NEW HAVEN, Conn. - Paul Newman, the legendary actor and philanthropist, is battling cancer, his longtime neighbor and business partner said Wednesday. Newman, 83, has recently appeared gaunt in photos, and dropped plans to direct a play in his Connecticut hometown.
Writer A.E. Hotchner, who partnered with Newman to start Newman's Own salad dressing company in the 1980s, said the actor told him about the disease about 18 months ago. He did not specify what kind of cancer, but said Newman is in active treatment.
"I know that it's a form of cancer," Hotchner told The Associated Press. "It's a form of cancer and he's dealing with it."
Newman issued a statement late Tuesday that he's "doing nicely" but didn't specifically address questions about cancer. A call was placed to his spokesman Wednesday seeking comment.
The Oscar winner appeared to have lost weight when he was photographed during practice for the Indianapolis 500 auto race last month. Martha Stewart, in an entry dated June 6, posted a photo on her blog of herself with the actor, who looked thin, at a luncheon to benefit the Hole in the Wall Gang camps for critically ill children. (The Hole in the Wall Gang was led by Newman's affable outlaw character, Butch, in the 1969 film "Butch Cassidy and the Sundance Kid.")
Newman won an Oscar for his leading role in 1986's "The Color of Money." His screen credits also include "Hud," "Cool Hand Luke," "The Verdict" and "Road to Perdition."
Hotchner said Newman had an operation a few years ago. "It was certainly somewhere in the area of the lung," he said.
"He's battling," Hotchner said. "He's doing all the right stuff. Paul is a fighter. He seems to be going through a good period right now."
Asked about his prognosis, Hotchner said, "Everybody is hopeful. That's all we know."
In 1982, Hotchner and Newman started a company to market Newman's original oil-and-vinegar dressing. Newman's Own, which began as a joke, grew into a multimillion-dollar business selling popcorn, salad dressing, spaghetti sauce and other foods. All the company's profits are donated to charities. By 2007, the company had donated more than $200 million, according to its Web site.
Last month, officials at Connecticut's Westport Country Playhouse cited unspecified health issues when they announced that Newman would not direct "Of Mice and Men" this fall.
Newman lives in Westport with his wife, Joanne Woodward.
Two friends said Tuesday that Newman appeared to be doing well.

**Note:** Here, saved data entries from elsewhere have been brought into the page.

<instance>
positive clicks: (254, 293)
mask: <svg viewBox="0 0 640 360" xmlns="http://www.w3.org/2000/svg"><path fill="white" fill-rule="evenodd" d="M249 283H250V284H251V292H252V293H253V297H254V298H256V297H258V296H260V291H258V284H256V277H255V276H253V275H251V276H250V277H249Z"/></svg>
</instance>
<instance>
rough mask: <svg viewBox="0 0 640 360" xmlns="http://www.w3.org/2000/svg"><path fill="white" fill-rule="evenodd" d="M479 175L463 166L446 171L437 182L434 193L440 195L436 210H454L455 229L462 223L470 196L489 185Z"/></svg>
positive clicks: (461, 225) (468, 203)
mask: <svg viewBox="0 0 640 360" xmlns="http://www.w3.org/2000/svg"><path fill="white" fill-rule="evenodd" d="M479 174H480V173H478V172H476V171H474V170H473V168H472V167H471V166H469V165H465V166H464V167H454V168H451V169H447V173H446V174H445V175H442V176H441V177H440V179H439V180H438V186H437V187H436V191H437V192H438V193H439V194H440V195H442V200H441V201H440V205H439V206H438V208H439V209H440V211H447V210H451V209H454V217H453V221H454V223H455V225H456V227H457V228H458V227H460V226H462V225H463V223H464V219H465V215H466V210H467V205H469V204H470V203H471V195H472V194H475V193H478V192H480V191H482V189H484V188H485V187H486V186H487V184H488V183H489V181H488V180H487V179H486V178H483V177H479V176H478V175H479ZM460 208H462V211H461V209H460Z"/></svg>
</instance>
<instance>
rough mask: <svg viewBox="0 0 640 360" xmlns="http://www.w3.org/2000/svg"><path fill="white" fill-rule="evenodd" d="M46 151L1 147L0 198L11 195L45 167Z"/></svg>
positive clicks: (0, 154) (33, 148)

"I think he's feeling quite well," said actor James Naughton, who spoke to Newman on Monday night. "As far as I can tell he's doing very well."
Newman had an infection over the winter, but seems to have that under control, Naughton said. He was lively at this month's Hole in the Wall Gang camp fundraiser, he said.
Michael Brockman, Newman's racing team partner, said Newman told him recently that he wants to get back into his race car for a test run and possibly another competition. His last race was last fall, he said.
"I think he's doing better than he was," Brockman said, noting that Newman had regained most of the weight he had lost.
"I think he looks great," said Brockman, who saw Newman last weekend. "I wish I looked that good."
Brockman called Newman "one of the best guys I ever met."
"He's just a regular guy," Brockman said. "He's humble."